Reno placed a hand on Tseng's shoulder awkwardly. "I'm... sure he thought about you."
"Are you? I'm not. I'm quite sure he didn't."
"Don't do this to yourself, Tseng," Reno said, as gently as he could manage, "There's no way of knowing. There's no point in torturing yourself."
"Do you even care? He's been dead for a day. You act as though I'm supposed to be over it. You act as though you already are . He was the man we we're sworn to protect and we failed. Now look at him!" He jumped out of his chair and pulled the sheet off of Rufus's lacerated body. "This is our fault, Reno. This is our doing."
"It's the Diamond Weapon's doing. It's the debris's doing. We couldn't have stopped it from happening."
He stood straight, stiff and trembling for a moment. Then, his chin fell to his chest. Hands turned to fists. "Everything is gone." He took a shuddering breath. A tear fell from his eye. Then, another. "Everything I lived for was taken from me in a moment. The company I work for. The President I honored and respected. The man I loved. It's gone, Reno. It was all him and it's gone."
"Then," Reno said quietly, "You'll have to start again."
He shook his head slowly. "I'm tired. I'm too tired. I'm too old."
"You're forty-two, not eighty. You have plenty of life ahead of you."

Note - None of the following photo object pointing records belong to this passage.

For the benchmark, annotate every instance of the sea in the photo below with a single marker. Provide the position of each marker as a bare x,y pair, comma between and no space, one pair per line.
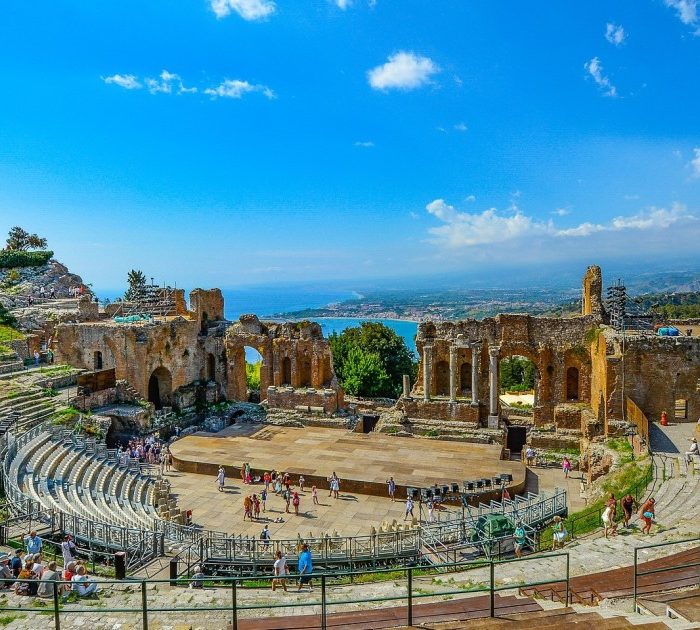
269,302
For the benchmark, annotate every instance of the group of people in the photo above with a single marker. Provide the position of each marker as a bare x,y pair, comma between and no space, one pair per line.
28,574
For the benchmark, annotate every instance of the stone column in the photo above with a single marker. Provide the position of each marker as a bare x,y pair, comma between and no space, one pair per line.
475,373
453,373
493,386
427,369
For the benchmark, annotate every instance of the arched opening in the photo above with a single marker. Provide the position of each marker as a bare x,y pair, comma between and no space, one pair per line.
304,362
442,378
465,379
517,376
160,387
572,386
211,367
286,371
253,366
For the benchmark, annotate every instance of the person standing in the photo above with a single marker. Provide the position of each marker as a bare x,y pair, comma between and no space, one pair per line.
627,503
519,539
409,508
647,513
280,568
68,550
391,487
33,543
305,566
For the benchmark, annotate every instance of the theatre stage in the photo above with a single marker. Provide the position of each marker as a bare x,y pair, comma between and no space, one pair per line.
362,461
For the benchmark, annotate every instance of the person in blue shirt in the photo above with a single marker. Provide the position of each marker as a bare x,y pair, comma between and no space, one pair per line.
305,566
33,543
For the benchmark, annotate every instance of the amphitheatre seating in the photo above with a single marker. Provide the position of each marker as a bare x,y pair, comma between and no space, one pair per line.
70,475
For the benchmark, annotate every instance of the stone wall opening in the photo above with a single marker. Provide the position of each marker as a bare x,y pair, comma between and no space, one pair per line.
572,383
160,387
442,378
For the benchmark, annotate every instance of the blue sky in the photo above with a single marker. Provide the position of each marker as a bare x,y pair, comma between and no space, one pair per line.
229,142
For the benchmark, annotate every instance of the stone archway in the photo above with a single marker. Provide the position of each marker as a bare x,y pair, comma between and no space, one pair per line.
160,387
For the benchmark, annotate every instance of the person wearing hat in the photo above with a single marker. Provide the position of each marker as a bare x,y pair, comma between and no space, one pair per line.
5,572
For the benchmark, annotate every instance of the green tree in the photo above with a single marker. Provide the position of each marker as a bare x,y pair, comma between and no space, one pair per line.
380,340
18,239
365,374
137,281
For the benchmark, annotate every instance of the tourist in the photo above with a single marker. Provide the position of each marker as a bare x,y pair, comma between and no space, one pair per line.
558,533
82,585
46,587
265,535
256,506
280,568
68,549
305,566
17,562
247,507
647,513
627,503
519,539
33,543
409,508
391,486
26,580
530,456
6,574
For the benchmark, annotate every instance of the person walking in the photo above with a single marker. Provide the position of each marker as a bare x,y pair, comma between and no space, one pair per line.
280,569
305,567
220,478
566,467
409,508
647,513
627,503
558,533
519,539
391,487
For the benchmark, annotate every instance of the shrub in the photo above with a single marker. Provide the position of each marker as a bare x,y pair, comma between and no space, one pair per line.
11,259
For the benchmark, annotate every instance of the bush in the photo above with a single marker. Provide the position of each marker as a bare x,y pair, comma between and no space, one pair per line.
11,259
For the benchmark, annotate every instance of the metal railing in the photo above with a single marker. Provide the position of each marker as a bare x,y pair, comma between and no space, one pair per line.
404,579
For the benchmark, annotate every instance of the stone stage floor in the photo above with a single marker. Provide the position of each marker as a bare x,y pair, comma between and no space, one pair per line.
362,461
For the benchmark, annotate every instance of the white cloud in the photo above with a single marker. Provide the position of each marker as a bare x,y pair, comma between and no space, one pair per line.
248,9
687,10
595,69
615,34
166,82
403,71
464,229
695,163
234,88
127,81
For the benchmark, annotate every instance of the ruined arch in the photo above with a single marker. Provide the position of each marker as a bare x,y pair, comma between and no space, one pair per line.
160,387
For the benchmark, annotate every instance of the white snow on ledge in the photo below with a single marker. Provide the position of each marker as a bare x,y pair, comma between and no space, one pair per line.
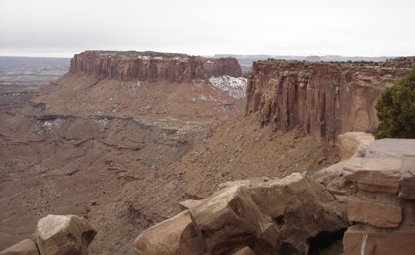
234,86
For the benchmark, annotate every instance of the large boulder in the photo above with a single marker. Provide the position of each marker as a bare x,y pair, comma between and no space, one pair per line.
230,219
301,208
273,216
375,174
64,235
163,238
374,213
353,143
25,247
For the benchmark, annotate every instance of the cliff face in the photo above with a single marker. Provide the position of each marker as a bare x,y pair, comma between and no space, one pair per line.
152,66
325,99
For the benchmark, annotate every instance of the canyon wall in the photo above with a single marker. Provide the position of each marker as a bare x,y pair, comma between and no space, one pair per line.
148,65
324,99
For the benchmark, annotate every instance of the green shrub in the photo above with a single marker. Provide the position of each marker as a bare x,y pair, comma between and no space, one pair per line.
396,109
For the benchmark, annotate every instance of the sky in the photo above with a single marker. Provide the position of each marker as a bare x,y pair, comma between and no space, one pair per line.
61,28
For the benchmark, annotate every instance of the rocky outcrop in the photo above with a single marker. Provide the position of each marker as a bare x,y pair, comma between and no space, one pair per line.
278,216
382,204
56,235
133,65
324,99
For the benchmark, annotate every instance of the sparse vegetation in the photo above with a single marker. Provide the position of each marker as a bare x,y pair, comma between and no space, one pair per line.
396,109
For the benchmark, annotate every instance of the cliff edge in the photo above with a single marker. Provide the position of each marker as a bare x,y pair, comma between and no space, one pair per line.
324,99
129,65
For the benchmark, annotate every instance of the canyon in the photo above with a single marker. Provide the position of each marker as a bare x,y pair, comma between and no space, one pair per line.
324,99
124,137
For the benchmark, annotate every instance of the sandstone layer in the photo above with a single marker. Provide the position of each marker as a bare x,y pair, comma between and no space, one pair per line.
324,99
152,66
273,216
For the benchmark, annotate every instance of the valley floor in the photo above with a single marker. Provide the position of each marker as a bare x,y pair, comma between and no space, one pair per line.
125,173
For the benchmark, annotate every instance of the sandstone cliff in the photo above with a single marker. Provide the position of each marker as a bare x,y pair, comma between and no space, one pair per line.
325,99
152,65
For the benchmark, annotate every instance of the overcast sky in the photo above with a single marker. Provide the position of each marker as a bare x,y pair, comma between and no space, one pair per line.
289,27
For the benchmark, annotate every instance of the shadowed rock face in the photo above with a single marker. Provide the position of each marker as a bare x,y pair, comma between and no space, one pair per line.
152,66
325,99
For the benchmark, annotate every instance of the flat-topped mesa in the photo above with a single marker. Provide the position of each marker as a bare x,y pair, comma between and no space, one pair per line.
130,65
324,99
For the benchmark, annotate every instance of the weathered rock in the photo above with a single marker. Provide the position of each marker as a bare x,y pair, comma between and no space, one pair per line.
361,240
353,144
270,216
301,208
152,66
373,213
64,235
325,99
230,218
244,251
392,148
163,238
375,174
25,247
407,182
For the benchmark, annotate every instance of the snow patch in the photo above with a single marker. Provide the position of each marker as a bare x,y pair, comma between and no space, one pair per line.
234,86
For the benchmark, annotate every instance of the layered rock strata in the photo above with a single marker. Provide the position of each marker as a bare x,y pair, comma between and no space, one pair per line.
324,99
383,202
149,65
274,216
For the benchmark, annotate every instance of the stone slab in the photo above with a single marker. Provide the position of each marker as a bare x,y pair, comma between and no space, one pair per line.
373,213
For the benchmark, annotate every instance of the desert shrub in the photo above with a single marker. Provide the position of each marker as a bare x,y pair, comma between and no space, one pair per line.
396,109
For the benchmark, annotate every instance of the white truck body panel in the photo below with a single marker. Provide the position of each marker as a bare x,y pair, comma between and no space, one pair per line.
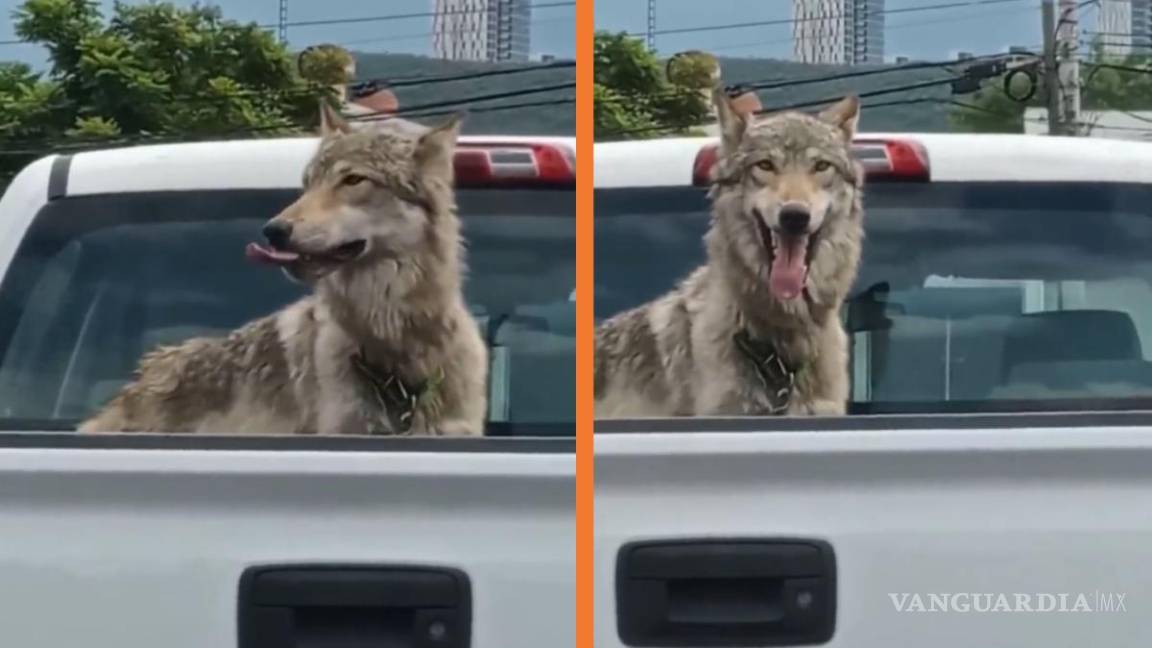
143,545
1029,510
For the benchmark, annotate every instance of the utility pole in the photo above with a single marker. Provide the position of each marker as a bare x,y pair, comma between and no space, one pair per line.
282,24
651,34
1068,66
1051,72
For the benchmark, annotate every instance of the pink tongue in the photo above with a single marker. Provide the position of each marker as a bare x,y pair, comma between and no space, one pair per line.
260,254
789,269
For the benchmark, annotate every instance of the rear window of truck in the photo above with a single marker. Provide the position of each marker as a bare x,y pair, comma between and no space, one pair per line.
99,280
972,296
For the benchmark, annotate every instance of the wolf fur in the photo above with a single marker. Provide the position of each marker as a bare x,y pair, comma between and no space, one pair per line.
680,354
395,309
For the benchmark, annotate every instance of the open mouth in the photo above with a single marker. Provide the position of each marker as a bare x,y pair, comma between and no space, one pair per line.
282,257
789,255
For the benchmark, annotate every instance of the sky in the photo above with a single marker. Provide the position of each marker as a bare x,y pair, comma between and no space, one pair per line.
552,27
926,35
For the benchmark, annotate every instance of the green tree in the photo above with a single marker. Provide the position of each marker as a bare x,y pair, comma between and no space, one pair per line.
149,69
633,96
1104,89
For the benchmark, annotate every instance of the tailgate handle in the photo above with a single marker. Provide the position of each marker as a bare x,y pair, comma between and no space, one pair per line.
726,593
354,607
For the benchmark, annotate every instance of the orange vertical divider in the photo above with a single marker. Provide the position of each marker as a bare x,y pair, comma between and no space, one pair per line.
584,324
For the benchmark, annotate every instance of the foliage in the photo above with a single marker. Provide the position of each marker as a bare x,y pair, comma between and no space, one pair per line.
634,98
149,69
326,65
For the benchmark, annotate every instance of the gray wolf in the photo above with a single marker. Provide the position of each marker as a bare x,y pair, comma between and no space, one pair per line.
756,330
384,344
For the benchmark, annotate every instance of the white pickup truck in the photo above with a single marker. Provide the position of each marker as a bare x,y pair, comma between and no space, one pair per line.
295,542
994,483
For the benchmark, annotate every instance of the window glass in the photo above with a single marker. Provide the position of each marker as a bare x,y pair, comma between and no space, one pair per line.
971,296
99,280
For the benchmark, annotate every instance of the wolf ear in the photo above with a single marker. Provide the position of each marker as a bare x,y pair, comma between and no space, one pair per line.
733,123
843,114
437,148
332,122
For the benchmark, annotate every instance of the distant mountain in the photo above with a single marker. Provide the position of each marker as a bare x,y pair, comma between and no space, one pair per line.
536,120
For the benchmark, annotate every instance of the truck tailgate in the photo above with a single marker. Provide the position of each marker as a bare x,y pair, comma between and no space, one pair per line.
1043,505
137,542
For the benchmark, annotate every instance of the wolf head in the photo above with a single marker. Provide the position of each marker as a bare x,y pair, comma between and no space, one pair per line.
371,194
787,190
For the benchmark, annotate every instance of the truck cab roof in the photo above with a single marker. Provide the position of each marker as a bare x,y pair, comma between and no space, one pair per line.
952,158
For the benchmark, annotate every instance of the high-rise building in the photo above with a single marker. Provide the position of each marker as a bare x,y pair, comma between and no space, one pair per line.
1141,25
838,31
1115,28
482,30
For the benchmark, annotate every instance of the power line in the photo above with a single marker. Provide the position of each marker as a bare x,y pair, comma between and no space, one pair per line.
403,82
887,28
794,21
373,19
412,111
392,17
773,84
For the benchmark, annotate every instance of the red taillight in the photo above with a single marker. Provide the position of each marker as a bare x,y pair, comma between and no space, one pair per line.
883,159
522,165
892,159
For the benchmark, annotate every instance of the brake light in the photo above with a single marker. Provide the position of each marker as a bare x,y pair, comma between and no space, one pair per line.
883,159
892,159
522,165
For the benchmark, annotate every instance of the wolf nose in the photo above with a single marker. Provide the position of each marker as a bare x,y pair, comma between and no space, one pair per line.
795,219
278,233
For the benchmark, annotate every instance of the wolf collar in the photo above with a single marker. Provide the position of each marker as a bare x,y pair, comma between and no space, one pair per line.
396,398
779,379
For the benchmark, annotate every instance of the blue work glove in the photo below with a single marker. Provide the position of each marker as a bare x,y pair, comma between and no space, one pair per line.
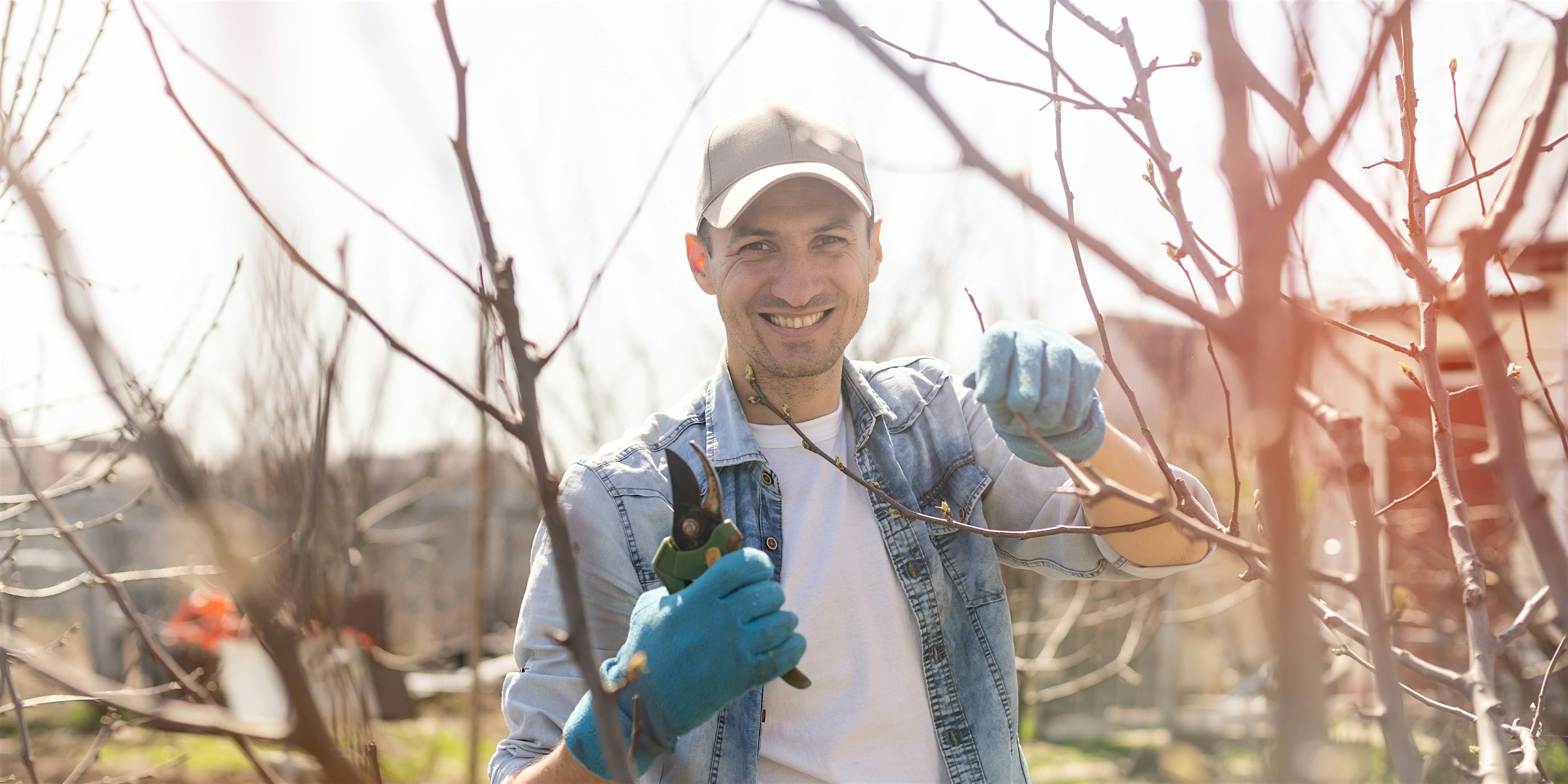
1048,377
704,647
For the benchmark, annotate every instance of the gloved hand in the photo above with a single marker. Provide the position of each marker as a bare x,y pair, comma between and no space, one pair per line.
704,647
1048,377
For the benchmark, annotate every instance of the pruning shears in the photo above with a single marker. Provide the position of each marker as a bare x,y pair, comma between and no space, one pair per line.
700,534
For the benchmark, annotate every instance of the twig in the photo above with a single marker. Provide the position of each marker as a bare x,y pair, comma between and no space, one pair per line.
973,303
1369,585
973,158
66,488
65,96
1488,173
1540,697
1523,620
1089,292
1481,674
526,366
1131,647
1415,663
1304,309
250,102
1426,700
899,510
91,753
93,579
113,516
25,748
620,239
168,457
1473,309
1412,494
206,335
55,700
1142,107
1507,275
1051,94
1233,527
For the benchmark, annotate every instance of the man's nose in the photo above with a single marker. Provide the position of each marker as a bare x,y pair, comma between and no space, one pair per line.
799,279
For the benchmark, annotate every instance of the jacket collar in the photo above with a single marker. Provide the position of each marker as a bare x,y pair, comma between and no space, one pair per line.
728,438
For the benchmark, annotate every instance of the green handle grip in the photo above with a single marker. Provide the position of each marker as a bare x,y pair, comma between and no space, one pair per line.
678,568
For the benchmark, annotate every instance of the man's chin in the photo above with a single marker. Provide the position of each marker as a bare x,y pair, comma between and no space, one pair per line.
797,366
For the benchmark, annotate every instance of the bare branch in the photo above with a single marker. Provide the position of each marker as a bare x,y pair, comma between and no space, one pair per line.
1488,173
1369,587
1050,94
526,366
620,239
1089,292
1523,620
93,579
973,158
300,261
250,102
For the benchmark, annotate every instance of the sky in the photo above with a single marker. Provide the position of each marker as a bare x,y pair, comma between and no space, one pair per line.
571,107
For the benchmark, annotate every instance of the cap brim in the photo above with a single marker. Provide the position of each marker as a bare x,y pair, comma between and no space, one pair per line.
736,198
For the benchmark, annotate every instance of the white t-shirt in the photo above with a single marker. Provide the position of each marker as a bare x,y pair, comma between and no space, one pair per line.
866,716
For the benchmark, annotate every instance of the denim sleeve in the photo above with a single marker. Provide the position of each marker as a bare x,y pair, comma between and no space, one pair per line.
540,697
1024,496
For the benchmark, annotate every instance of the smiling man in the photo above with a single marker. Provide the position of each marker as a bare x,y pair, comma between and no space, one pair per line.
902,624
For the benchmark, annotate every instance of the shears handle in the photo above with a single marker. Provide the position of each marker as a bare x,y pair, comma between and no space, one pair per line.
679,568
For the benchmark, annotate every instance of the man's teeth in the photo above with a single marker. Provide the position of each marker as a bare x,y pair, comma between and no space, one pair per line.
796,322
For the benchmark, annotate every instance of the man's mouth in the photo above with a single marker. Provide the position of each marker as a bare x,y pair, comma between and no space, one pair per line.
796,322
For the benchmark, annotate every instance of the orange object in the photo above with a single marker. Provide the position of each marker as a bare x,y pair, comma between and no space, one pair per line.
204,618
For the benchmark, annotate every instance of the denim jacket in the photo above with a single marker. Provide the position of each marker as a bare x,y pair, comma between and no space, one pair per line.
926,441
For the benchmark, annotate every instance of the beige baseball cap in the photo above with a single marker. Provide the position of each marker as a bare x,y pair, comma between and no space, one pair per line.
751,151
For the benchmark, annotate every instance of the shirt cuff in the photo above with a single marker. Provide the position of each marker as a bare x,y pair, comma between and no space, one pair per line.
1120,562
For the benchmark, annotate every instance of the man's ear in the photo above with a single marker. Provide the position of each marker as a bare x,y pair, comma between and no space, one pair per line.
875,245
698,261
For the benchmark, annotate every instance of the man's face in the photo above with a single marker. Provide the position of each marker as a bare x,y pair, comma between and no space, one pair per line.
792,277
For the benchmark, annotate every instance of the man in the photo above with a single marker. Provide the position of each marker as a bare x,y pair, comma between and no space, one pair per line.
910,642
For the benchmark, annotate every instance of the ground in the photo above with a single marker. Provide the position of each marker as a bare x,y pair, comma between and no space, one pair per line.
430,750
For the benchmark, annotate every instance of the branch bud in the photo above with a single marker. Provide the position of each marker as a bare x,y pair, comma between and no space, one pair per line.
1412,377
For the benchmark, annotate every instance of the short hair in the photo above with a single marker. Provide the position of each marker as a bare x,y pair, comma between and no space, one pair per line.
704,232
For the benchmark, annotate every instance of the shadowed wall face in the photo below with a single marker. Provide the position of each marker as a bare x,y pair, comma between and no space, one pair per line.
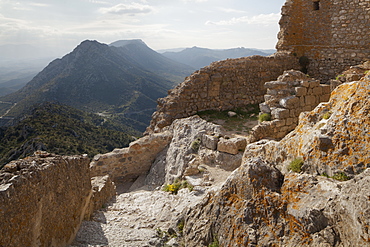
332,34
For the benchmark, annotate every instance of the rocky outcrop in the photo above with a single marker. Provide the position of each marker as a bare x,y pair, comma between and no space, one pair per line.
263,204
193,144
133,161
221,86
258,206
317,33
292,93
103,189
331,139
43,200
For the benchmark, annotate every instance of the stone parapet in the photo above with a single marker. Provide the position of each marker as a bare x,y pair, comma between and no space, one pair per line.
288,96
43,200
223,85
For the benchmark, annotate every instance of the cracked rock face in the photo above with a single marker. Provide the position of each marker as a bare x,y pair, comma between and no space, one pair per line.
258,206
262,204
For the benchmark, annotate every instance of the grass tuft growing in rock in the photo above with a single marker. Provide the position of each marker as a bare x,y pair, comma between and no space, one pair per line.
178,185
296,165
195,145
327,115
264,117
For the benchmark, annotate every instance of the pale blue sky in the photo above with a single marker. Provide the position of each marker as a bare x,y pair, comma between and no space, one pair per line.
161,24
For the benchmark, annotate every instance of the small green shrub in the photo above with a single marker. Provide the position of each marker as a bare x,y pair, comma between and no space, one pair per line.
341,176
296,165
215,243
180,225
327,115
264,117
324,174
195,145
178,185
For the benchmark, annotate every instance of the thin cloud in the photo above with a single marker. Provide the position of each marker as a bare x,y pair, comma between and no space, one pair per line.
262,19
228,10
127,9
39,5
196,1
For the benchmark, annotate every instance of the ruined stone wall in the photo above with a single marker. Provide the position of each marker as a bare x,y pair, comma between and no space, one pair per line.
332,34
288,96
133,161
223,85
43,200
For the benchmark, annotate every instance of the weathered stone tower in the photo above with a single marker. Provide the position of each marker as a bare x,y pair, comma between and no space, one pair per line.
326,35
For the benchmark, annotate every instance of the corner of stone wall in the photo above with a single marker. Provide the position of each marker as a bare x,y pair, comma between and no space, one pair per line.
43,199
223,85
288,96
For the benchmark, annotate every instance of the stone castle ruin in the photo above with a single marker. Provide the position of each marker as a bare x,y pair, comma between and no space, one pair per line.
327,36
318,37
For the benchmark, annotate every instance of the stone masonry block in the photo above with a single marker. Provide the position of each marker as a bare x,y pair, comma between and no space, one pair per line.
317,90
231,146
279,123
305,84
289,102
300,91
210,142
324,98
279,113
314,84
325,88
310,100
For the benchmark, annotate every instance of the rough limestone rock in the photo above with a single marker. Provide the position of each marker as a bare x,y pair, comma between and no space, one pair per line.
183,150
258,206
292,93
223,85
132,161
43,200
103,189
232,145
331,139
262,204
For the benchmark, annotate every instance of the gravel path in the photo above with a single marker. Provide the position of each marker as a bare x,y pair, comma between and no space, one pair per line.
132,219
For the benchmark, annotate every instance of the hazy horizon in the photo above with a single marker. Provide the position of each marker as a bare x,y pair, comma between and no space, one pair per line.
59,26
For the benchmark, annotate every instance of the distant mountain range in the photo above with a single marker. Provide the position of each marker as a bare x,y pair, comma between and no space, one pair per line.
121,81
200,57
61,130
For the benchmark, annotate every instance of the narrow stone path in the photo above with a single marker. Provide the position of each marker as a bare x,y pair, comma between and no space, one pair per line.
131,219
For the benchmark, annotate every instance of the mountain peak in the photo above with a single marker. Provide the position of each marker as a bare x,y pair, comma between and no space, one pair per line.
120,43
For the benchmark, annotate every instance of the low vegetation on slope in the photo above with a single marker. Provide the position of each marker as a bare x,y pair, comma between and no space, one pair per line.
62,130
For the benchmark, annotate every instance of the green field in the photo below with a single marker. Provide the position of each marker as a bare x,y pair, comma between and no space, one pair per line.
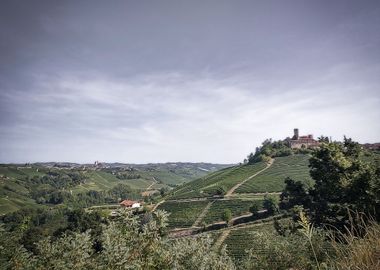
237,207
183,214
272,179
226,178
245,238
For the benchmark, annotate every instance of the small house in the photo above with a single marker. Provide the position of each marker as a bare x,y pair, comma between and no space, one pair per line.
130,204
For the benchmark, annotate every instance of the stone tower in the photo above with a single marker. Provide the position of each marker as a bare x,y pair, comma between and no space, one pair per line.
296,134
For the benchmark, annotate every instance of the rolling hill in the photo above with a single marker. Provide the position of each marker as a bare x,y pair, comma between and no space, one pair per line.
21,186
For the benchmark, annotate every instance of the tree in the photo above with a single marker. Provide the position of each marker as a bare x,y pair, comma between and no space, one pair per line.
254,209
343,179
125,245
227,215
294,193
271,204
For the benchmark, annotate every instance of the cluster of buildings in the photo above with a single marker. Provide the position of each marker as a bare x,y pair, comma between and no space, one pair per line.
130,204
306,141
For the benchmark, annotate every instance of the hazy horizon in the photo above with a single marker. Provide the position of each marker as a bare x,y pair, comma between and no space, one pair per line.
191,81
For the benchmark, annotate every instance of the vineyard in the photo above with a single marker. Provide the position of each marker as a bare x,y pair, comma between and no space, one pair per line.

"What is that life worth?" He walked over to the side of the bed and put his hand around the arm that remained. "I miss his hands." His strong voice wavered, became small. He had energy left to fight off the sobs. He bowed his head low and his shoulders shook. Reno went to him cautiously, afraid to make the wrong move, and put his arm around the big man. All at once, Tseng fell to his knees. Reno let himself fall with him. He held fast as the dark man wept.
"Maybe it doesn't mean much to you now, but you are the best person I know. The world wouldn't be worth anything if you gave up on living."
Tseng looked up at Reno, his eyes burning red, his nose swollen. "It does matter," he said between little shuddering gasps.
He couldn't manage any more words. Reno pushed Tseng's head down onto his small shoulder. He accepted Reno's offer and stayed with him for hours, until he had sobbed himself dry.
Reno led his now former boss to his room and tucked him into bed, promising that the next day would be better. Tseng didn't have the strength to answer verbally, so he simply nodded. Reno sat by his side until he began to snore lightly.
The red haired man left Tseng, sleeping soundly. He returned to the other one, sleeping even more soundly and pulled him off of the bed, careful not to let the remaining leg loose itself further. He wrapped the body up in its sheet and carried it down the hall to the bath.
He put the corpse in the warm water and leaned it against the side.
It took three hours of scrubbing, but he washed every bit of dust and blood out of the President's hair.